Mevacor review by 52 year old female patient
		Rating
Overall rating:
Effectiveness:		Marginally Effective
Side effects:		Extremely Severe Side Effects
		Treatment Info
Condition / reason:		originally brain lesions then lower cholesterol
Dosage & duration:		10 mg increased to 20mg taken nightly for the period of 3 years
Other conditions:		multiple schlerosis
Other drugs taken:		imipramine & wellbutrin
		Reported Results
Benefits:		I believe the treatment at the lower 10 mg dose was effective in reducing the serverity of my brain lesions. I also believe I was thinking more clearly afterwards than I was prior to starting on lovastatin. A brain MRI taken a year after starting on Lovastatin indicated the lesions had reduced a bit, but that was not confirmed by my doctor as my previous MRI had been lost when I changed doctors.
Side effects:		After increasing the dosage to 20 mgs to also reduce my cholesterol levels, I started to experience extreme pain in my arm muscles.

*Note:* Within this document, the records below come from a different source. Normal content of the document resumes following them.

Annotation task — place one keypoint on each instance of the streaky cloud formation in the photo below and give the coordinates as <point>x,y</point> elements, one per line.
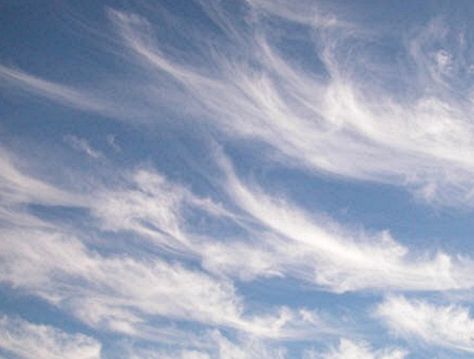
<point>27,340</point>
<point>450,326</point>
<point>423,144</point>
<point>236,179</point>
<point>353,350</point>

Comments:		Originally I started taking it to see if it would have any positive effect on the number and size of brain lesions I had. I had experienced an increasing inability to handle job stress, was losing my concentration abilities and was becoming increasingly forgetful. I believe it did have some positive effect in reducing the size and number of brain lesions, but not to the effect of improving my cognitive thinking ability to the extent I could return to work. Two years later, my doctor wanted me to increase the dosage to reduce my cholesterol levels. Shortly after increasing my dosage, I started to experience chronic pain in my arms. I finally did some research and discovered muscle pain to be a "side effect" when taking statin drugs. When I stopped taking Lovastatin, the pain went away after a few months.